Contemporaneamente il disegno di legge Calderoli dice che nel resto d’Italia vanno comunque garantiti i livelli minimi dei servizi secondo degli standard qualitativi uguali dappertutto. Ma con quali risorse? Se lascio un pezzo di Irpef o di Iva a Veneto e Lombardia, anno dopo anno il loro gettito fiscale aumenterà più delle spese per le funzioni trasferite. «A chi andrà il gettito extra?», chiedono i tecnici del Senato.
IL PASSAGGIO
C’è di più. C’è un tema di sostenibilità dei conti pubblici nel caso in cui il Paese si dovesse trovare a fronteggiare una crisi che lo costringesse a introdurre misure di austerity. Se si trasferiscono 23 funzioni alle Regioni e se in quelle restanti andranno comunque garantiti i Lep, di voci di spesa da tagliare ne rimarranno ben poche. Sostanzialmente quelle a carico dello Stato centrale, come la previdenza sociale (le pensioni), e quella della difesa e sicurezza. Su queste voci, dicono i tecnici del Servizio Bilancio, «i margini di riduzione andrebbero attentamente valutati».

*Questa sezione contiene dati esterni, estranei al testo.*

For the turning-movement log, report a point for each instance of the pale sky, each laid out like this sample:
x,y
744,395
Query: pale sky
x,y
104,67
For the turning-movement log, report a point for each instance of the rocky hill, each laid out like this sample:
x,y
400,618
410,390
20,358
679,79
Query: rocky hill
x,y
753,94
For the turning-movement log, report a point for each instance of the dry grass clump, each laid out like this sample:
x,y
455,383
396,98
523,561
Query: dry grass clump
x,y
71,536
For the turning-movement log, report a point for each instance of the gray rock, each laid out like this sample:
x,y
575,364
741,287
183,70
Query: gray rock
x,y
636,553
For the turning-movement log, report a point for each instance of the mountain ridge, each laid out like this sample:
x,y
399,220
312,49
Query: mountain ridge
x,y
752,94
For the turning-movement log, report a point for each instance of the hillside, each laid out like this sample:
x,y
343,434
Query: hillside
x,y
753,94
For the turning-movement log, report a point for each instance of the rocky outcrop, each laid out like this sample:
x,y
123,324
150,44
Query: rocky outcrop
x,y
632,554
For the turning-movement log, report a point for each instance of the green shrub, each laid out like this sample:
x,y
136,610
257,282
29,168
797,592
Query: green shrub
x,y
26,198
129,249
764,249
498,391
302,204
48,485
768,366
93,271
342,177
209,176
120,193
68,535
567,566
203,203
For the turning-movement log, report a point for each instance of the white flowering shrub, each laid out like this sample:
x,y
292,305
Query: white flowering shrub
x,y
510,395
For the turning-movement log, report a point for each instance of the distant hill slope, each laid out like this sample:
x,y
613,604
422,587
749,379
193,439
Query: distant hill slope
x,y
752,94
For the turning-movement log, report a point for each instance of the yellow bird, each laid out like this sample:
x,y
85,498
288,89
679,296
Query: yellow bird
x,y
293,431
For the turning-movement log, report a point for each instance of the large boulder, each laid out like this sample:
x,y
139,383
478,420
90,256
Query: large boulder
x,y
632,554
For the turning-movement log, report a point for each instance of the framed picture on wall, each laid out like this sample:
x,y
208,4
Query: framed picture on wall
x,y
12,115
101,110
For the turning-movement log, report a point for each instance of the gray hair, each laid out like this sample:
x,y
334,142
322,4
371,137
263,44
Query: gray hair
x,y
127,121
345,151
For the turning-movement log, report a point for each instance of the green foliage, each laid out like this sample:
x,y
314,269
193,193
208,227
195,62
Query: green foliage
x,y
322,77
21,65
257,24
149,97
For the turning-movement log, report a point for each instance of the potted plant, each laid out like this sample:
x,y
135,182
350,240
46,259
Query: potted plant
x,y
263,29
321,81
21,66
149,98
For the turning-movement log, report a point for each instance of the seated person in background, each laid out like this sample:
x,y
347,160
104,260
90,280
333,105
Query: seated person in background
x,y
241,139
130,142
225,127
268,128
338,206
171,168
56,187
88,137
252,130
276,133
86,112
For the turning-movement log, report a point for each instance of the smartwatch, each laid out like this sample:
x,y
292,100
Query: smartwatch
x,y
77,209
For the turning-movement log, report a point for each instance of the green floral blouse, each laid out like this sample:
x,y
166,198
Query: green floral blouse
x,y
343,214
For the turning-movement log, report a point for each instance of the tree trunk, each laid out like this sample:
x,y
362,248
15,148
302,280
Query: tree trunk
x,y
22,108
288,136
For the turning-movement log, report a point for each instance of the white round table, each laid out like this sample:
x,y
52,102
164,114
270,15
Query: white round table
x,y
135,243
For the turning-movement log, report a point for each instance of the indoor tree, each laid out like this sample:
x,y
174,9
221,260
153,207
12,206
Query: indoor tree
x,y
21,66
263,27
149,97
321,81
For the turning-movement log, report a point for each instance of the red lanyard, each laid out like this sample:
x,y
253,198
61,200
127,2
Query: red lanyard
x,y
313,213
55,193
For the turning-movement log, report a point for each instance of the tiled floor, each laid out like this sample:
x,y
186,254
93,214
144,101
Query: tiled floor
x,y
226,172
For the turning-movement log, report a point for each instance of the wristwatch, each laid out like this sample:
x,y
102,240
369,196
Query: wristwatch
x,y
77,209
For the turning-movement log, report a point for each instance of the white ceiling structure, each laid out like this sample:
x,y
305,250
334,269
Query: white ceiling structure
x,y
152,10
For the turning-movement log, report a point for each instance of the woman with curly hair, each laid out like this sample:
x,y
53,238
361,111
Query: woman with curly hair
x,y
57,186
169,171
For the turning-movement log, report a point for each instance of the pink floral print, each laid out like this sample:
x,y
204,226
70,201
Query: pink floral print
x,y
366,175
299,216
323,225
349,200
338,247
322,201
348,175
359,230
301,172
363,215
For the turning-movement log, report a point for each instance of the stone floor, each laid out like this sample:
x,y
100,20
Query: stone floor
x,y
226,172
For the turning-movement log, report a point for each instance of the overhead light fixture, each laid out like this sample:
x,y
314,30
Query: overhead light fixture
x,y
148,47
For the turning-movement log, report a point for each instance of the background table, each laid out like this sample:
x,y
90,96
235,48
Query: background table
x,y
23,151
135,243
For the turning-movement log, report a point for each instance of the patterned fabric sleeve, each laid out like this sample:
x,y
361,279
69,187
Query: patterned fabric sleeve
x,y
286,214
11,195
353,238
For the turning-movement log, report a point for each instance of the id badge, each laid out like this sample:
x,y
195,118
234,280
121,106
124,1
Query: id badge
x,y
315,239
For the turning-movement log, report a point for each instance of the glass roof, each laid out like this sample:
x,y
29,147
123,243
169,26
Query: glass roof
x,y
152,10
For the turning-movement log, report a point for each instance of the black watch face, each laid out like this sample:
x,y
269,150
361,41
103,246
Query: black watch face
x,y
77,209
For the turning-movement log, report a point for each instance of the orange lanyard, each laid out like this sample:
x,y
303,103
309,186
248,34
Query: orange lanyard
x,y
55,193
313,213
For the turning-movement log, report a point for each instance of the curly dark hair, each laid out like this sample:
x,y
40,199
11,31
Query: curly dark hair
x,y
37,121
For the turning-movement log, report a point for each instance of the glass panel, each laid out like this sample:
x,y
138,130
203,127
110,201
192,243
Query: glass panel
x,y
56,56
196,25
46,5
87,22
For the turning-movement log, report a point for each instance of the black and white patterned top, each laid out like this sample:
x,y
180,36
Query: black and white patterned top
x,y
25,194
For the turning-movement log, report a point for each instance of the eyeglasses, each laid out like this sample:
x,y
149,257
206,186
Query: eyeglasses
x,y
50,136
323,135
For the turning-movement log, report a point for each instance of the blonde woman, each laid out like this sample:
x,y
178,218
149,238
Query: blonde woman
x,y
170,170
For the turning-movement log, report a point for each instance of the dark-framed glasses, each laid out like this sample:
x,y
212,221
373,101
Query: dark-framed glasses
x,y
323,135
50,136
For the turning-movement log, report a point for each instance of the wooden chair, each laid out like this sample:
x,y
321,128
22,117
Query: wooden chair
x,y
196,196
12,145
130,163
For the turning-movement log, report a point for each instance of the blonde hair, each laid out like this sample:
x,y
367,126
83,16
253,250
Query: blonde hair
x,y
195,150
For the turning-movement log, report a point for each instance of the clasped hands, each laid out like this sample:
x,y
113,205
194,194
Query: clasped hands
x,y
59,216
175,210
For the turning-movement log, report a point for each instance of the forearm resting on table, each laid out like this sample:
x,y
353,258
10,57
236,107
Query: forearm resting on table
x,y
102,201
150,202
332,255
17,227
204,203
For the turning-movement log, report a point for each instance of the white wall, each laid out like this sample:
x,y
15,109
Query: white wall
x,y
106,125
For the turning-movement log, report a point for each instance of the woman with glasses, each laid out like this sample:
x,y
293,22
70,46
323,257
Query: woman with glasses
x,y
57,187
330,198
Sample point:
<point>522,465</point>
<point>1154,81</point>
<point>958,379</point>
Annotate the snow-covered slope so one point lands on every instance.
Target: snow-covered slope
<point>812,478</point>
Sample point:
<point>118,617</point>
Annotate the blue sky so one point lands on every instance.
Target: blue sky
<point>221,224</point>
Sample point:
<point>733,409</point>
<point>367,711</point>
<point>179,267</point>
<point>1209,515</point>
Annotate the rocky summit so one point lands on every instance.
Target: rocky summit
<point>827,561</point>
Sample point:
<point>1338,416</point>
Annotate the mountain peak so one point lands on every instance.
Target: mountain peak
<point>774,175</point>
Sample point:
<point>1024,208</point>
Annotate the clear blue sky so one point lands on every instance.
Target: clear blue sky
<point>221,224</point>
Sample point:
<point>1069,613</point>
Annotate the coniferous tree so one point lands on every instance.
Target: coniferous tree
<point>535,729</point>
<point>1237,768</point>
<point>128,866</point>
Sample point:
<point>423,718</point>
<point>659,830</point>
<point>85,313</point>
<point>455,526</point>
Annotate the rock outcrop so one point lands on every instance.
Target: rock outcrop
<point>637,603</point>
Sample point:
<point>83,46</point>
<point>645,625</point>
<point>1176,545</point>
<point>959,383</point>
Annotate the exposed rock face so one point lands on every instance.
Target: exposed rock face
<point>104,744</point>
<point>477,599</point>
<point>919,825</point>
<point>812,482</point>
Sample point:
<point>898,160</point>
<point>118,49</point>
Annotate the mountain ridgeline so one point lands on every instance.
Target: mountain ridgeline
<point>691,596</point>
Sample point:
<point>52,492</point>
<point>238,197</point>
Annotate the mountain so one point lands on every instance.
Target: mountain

In realtà la complessa partita dei costi dell’autonomia differenziata si gioca su due fronti. Il primo è quello del disegno di legge Calderoli su cui si sono concentrate le preoccupazioni del Servizio Bilancio. Il secondo è legato ai lavori della Clep, la Commissione di 61 esperti che sta lavorando alla definizione dei Lep, i livelli essenziali delle prestazioni per i diritti sociali e civili che devono essere garantiti su tutto il territorio nazionale. La Commissione è guidata dal giurista e già giudice della Corte Costituzionale Sabino Cassese. Gli esperti chiamati dal governo per definire i Lep sono stati suddivisi in dieci gruppi di lavoro. E anche in questo caso è facile capire come la questione dei “soldi” è quella che sarà oggetto del confronto più complesso. Nel “sottogruppo” numero 9, quello che si occuperà del «Coordinamento della finanza pubblica e del sistema tributario», quello che dovrà sostanzialmente stabilire quanti soldi e in che forma saranno trasferiti alle Regioni, sono stati inseriti molti dei “pezzi da novanta” che compongono il gruppo degli esperti. Tra i sei esperti del «sottogruppo 9» ci sono il governatore della Banca d’Italia Ignazio Visco e il Ragioniere generale dello Stato Biagio Mazzotta, da anni a guardia dei conti pubblici e sul quale negli ultimi giorni si sarebbe acceso l’interesse del governo proprio per la sua intransigenza su alcuni dossier (proprio sull’autonomia la Ragioneria è da sempre molto prudente). Nella “sottocommissione 9” poi, quasi a controbilanciare il peso di Visco e Mazzotta, ci sono due “Zaia boys”, Andrea Giovanardi e Elena D’Orlando. Entrambi fanno parte della delegazione “trattante” del Veneto, in pratica i tecnici chiamati dal governatore a negoziare con lo Stato i poteri e le risorse da trasferire alla Regione. D’Orlando è stata anche nominata come presidente della Commissione tecnica dei fabbisogni standard, l’organismo che deve decidere il “prezzo giusto” dei servizi anche per tutte le altre Regioni. Nulla, insomma, è lasciato al caso.